Солдат с ней не согласен. Солдат не могут плохо кормить, их всегда кормят досыта.

Старуха и тут ему не верит, их чернобыльские ребята служили в армии, рассказывали.

— Ну, — говорит солдат, — это, может, сейчас кормят плохо…

— А ты разве служишь не сейчас?

— Не сейчас. Меня еще в сорок третьем убило. Я лежу здесь неподалеку… вернее, лежал. А теперь что-то стало с землей, совершенно лежать невозможно.

Старуха не удивилась. Их много, солдатиков, лежало в земле, а теперь, видно, стало невмоготу. Как же тут улежать при такой радиации?

Солдат не знает, что такое радиация. Чувствовать — чувствует, а знать — не знает. Не подумали о мертвых, сокрушается старуха, испоганили землю, а людям лежать.

Смерти это тоже не понравилось. Она пришла за старухой, но теперь не знает, куда ее забирать. Надо подумать, что тут можно сделать, решила она. А старуха спрашивала солдата:

— Сам-то откуда? Не чернобыльский?

— Чернобыльский. Раньше, правда, был не чернобыльский, но это только первые восемнадцать лет. А все остальное время чернобыльский. — Он помолчал. — Да я тут рядом лежу, сразу за городом. Правда, адреса у меня нет, там сверху ничего не написано. Меня как убило, так я и лежу. Верней, лежал, пока было можно.

Он был солдат. Солдаты воюют между собой, а не с окружающим миром. Они умирают, но земля остается жить. Потому что надо же мертвым куда-то уходить, как жить живым, если мертвым уходить будет некуда? Вот именно, подумала смерть.

Старуха тоже этого не знала. Она как раз собиралась уходить и была уверена, что ей есть куда уйти. Она потому и не уехала, чтоб уйти в эту, а не в какую-нибудь другую землю.

— Что же нам делать? — спросила она.

— Я пока не знаю, бабушка, — сказал он, назвав ее бабушкой, хотя по земному возрасту она была моложе его. Но если земля стала другой, то и возраст земной, наверное, изменился.

Она поставила на стол помидоры и огурцы. Хлеб поставила. Пусть поест, раз ему это не вредно. Но солдат есть не стал. Он смотрел на еду будто видел ее впервые. Вот какой она стала, ее и узнать нельзя.

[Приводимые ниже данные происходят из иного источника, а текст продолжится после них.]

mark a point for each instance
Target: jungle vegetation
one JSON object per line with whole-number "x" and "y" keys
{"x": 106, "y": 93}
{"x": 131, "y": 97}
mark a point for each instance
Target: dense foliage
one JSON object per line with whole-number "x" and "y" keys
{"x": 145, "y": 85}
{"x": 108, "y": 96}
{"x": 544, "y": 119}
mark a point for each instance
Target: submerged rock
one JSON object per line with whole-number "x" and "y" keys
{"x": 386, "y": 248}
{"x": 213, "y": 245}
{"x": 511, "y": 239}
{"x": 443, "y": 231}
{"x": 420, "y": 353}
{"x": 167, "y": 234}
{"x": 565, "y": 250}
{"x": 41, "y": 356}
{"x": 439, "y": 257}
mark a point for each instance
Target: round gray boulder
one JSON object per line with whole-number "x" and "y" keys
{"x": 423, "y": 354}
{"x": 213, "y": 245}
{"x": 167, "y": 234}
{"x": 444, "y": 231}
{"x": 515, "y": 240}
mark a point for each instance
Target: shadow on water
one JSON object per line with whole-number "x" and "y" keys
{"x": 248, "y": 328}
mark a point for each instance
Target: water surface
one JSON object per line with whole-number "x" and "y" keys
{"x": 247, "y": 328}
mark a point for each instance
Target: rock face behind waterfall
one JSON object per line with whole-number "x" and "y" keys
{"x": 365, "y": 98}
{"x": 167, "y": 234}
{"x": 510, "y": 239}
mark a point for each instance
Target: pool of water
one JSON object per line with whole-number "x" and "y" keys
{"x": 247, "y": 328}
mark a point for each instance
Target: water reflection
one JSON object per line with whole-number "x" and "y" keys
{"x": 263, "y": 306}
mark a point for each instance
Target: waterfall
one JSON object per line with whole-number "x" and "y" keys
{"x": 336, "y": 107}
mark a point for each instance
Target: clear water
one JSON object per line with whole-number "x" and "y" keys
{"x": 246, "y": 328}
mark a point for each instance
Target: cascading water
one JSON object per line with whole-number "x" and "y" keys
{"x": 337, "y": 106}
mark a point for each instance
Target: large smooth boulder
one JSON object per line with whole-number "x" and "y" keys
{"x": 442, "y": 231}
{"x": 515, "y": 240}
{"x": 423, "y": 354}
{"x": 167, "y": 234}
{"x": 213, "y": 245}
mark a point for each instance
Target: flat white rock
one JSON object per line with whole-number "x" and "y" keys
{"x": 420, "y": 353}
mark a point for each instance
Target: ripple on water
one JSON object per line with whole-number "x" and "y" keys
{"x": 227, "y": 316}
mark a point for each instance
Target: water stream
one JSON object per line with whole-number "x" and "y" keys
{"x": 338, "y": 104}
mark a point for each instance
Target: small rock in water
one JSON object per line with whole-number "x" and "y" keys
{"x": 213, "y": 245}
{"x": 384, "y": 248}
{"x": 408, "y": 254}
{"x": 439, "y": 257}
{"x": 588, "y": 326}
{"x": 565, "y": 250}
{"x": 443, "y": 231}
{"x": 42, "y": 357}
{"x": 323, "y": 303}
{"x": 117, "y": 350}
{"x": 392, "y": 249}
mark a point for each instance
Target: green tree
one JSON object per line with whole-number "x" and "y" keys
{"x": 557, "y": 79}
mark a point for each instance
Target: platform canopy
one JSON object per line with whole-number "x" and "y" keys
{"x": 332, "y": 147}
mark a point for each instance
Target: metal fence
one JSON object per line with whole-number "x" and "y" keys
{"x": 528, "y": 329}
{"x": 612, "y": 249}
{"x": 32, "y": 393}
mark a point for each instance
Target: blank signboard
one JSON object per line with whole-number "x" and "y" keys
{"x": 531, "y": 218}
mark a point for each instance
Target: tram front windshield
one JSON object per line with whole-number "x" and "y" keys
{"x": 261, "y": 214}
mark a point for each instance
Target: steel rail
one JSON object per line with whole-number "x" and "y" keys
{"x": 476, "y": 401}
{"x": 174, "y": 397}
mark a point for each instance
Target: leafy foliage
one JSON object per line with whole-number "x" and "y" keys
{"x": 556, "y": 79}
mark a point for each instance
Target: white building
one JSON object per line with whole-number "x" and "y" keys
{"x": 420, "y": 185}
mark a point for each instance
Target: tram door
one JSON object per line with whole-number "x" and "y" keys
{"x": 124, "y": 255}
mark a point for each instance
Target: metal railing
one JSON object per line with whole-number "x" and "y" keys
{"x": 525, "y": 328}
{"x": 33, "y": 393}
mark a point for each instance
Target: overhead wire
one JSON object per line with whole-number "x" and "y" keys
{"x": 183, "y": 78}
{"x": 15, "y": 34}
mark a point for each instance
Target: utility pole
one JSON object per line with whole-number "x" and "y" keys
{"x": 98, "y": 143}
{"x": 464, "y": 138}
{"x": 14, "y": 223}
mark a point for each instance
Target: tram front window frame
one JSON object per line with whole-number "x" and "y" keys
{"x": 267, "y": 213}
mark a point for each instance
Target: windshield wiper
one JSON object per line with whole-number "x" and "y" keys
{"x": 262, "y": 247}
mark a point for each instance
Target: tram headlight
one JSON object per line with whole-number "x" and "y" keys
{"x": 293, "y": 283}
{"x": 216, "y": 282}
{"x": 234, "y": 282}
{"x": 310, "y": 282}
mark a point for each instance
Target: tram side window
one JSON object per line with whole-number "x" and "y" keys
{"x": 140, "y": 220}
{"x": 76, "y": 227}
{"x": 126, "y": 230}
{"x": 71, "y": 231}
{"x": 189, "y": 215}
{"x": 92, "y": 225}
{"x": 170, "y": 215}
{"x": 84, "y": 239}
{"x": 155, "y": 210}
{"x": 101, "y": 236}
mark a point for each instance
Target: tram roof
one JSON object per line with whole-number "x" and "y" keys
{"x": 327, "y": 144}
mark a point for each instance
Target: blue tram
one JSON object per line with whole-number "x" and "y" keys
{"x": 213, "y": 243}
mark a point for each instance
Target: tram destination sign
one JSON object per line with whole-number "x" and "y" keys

— Уходите отсюда, — сказал солдат.

— Я уже уйти не могу, мне поздно уходить, а у вас еще есть немного времени. Поищите себе другую землю, более пригодную для смерти.

Вот оно как получилось. Раньше наша земля была непригодна для жизни, а теперь и для смерти непригодна, оказывается.

— Сыночек, — сказала старуха, — уж теперь-то я никуда не уйду. Раньше мне некого было здесь оставлять, а теперь у меня появился ты. Как же я тебя оставлю?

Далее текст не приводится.